First impressions are that this is a more synthetic experience than previously, in the same way that the Toyota GR86 is compared with its GT86 predecessor. Not in the way it handles, but in, say, the slickness of its steering, which weights-up and responds in such a well-refined manner that torque steer is largely wiped out, and the torque feedback that does reach the rim is full of messages you do want, about how much traction is available and when it’s going to run out. I suspect only electric rather than hydraulic steering can be tuned to that extent. Similarly, the engine plays some of its sound through the speakers, also synthetically.

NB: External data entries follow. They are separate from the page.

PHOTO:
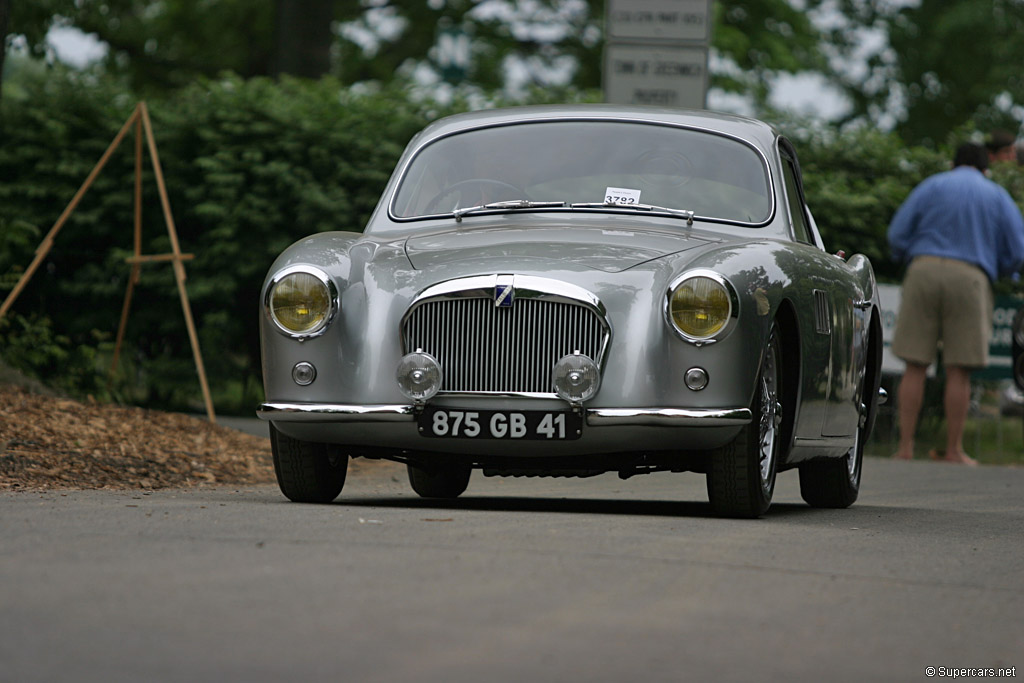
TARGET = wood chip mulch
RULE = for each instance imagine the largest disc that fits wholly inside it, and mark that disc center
(55, 442)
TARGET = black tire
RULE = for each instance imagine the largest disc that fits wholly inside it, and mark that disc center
(440, 481)
(836, 482)
(307, 472)
(741, 474)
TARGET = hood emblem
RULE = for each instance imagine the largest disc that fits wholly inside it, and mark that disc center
(504, 291)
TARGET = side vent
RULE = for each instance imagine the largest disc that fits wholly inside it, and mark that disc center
(822, 318)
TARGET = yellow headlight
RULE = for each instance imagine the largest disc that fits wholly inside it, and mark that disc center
(300, 302)
(700, 307)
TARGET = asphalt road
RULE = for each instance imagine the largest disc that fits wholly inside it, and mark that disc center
(521, 580)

But beneath both of those new facets there is still a fantastically capable car that has added real breadth of usability to how it rolls down the road, especially on poor surfaces. There’s little of the hardness that marked the previous car out, particularly in Comfort, but even in Sport or, on better roads, +R.
The Type R has to it a compliance the old car could only dream of. Yet it doesn’t inhibit the immediacy of responses or, therefore, its appeal as a driver’s car, because, while it’s a more mature experience, it’s still a thrilling and engaging one. The old abilities are still here, they’re just wrapped in a more approachable demeanour.
That’s not to say it’s like a Volkswagen Golf R, which is involving but ultimately numb and non-adjustable. When conditions are poor it’s not always easy to get a feel for what a car’s balance is like, because it understeers too readily.
But despite this the Type R both tells you exactly what its front end is up to, and will loosen the rear if you trail the brakes or lift the throttle, in the way that the best ‘old’ hot hatchbacks – by which I mean Ford’s or Renault’s RS models – did. The Type R moves around communicatively and easily.
Brake feel is strong. The gearshift is excellent. All of the things that made the outgoing Civic Type R still the best big hot hatch (the Toyota GR Yaris being the best little one) are all retained here, enhanced even, just with the less accommodating bits turned up too.